1. NEXT to writing is meditation, which indeed derives strength from it and is something between the labor of writing and the trial of our fortune in extemporary speaking. I do not know whether it is more frequently used than either, for we cannot write everywhere and at all times, but there is abundance of time and room for thought. Meditation may in a very few hours embrace all points of the most important causes. When our sleep is broken at night, meditation is aided by the very darkness. Between the different stages in the pleading of a cause, it finds some room to exercise itself and never allows itself to be idle. 2. Nor does it only arrange within its circle the order of things (which would itself be a great assistance to us), but forms an array of words and connects together the whole texture of speech, with such effect that nothing is wanting but to write it down. Indeed, in general, ideas are more firmly fixed in the memory if our attention does not relax its hold on them by trusting too securely to writing.

But we cannot arrive at such power of thought suddenly or even soon. 3. In the first place, a certain form of thinking must be acquired by great practice in writing, a form which may be continually attendant on our meditations. A habit of thinking must then be gradually gained by embracing in our minds a few particulars at first, in such a way that they may be faithfully repeated. Next, by additions so moderate that our task may scarcely feel itself increased, our power of conception must be enlarged and sustained by plenty of exercise. This power, to a great degree, depends on memory, and I shall consequently defer some remarks on it till I enter on that head of my subject. 4. Yet it has already been made apparent that he to whom nature does not obstinately refuse her aid may attain, if assisted only by zealous application, such proficiency that what he has merely meditated, as well as what he has written and learned by heart, may be faithfully expressed in his efforts at oratory. Cicero indeed has acquainted us that among the Greeks, Metrodorus of Scepsis, and Empylus of Rhodes, and Hortensius among our own countrymen, could, when they pleaded a cause, repeat word for word what they had premeditated.

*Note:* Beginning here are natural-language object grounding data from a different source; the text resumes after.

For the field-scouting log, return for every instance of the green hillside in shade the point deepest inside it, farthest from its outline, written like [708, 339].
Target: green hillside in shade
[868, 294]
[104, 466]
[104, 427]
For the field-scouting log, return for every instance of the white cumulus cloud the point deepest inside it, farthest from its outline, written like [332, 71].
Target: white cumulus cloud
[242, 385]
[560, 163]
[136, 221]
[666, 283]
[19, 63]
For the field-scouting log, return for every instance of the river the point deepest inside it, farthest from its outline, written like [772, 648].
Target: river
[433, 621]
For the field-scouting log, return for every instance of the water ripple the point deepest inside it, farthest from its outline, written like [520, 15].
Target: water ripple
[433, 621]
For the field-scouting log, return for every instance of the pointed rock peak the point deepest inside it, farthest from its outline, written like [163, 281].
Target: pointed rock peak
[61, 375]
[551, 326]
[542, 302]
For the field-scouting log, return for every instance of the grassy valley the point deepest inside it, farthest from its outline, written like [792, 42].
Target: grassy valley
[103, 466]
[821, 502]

5. But if by chance, while we are speaking, some glowing thought, suggested on the instant, should spring up in our minds, we must certainly not adhere too superstitiously to that which we have studied, for what we meditate is not to be settled with such nicety that room is not to be allowed for a happy conception of the moment, when thoughts that suddenly arise in our minds are often inserted even in our written compositions. Hence the whole of this kind of exercise must be so ordered that we may easily depart from what we have arranged and easily return to it. Though it is of the first importance to bring with us from home a prepared and precise array of language, it would be the greatest folly to reject the offerings of the moment. 6. Let our premeditation, therefore, be made with such care that fortune, while she is unable to disappoint, may have it in her power to assist us. But it will depend on the strength of our memory, whether what we have embraced in our minds flows forth easily and does not prevent us, while we are anxious and looking back, and relying on no hope but that of recollection, from casting a glance in advance. Otherwise, I should prefer extemporary venturesomeness to premeditation of such unhappy coherence. It has the very worst effect to be turning back in quest of our matter, because, while we are looking for what is in one direction, we are diverted from what is in another, and we derive our thoughts from mere memory rather than from our proper subject. Supposing, too, that we had to depend wholly on premeditation or wholly on the conception of the moment, we know very well that more may be imagined than has been imagined.